Someday the movement to reconsider mental illness will have its day. Increasing numbers of scholars and activists are gaining ground in the reeducation of both the scientific and social communities regarding Western assumptions held as conventional wisdom. Ethan Watters' new tome Crazy Like Us tackles an alarming aspect of the Western approach, demonstrating that a particularly American brand of defining, explaining, diagnosing, and treating mental states is being exported to other societies without taking into account fundamentally different cultural—and therefore mental—environments.

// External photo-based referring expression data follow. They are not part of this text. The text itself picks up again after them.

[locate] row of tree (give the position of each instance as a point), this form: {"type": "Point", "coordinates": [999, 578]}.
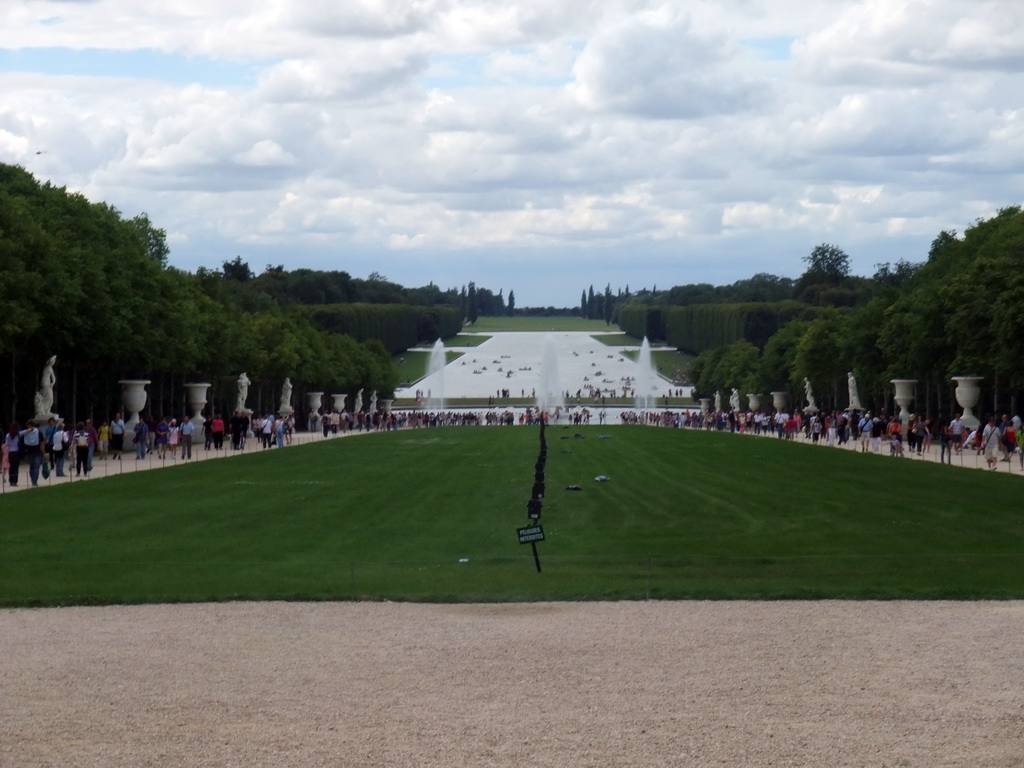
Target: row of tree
{"type": "Point", "coordinates": [81, 282]}
{"type": "Point", "coordinates": [958, 312]}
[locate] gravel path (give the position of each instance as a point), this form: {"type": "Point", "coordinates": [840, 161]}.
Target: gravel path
{"type": "Point", "coordinates": [542, 684]}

Watters lays four major examples of American interference at our feet: the media-aided rise of anorexia in Hong Kong; the quasi-humanitarian insistence on treating post-tsunami Sri Lankans for post-traumatic stress disorder; the disruptive introduction of biomedical theories on individuals experiencing schizophrenia in Zanzibar; and the pharmaceutically motivated marketing of depression in Japan. Armed with ample studies, Watters makes a tidy case for the idea that disorders' causes, expressions, and favorable resolutions are not universal. It's hard not to feel ashamed of our nation's culpability in the instances he describes.

Professionals, patients, and neighbors should prepare themselves for a sea change over the next century in the field of mental health. As an entry point to this fascinating evolution, Watters' argument is a compelling shot across the bow.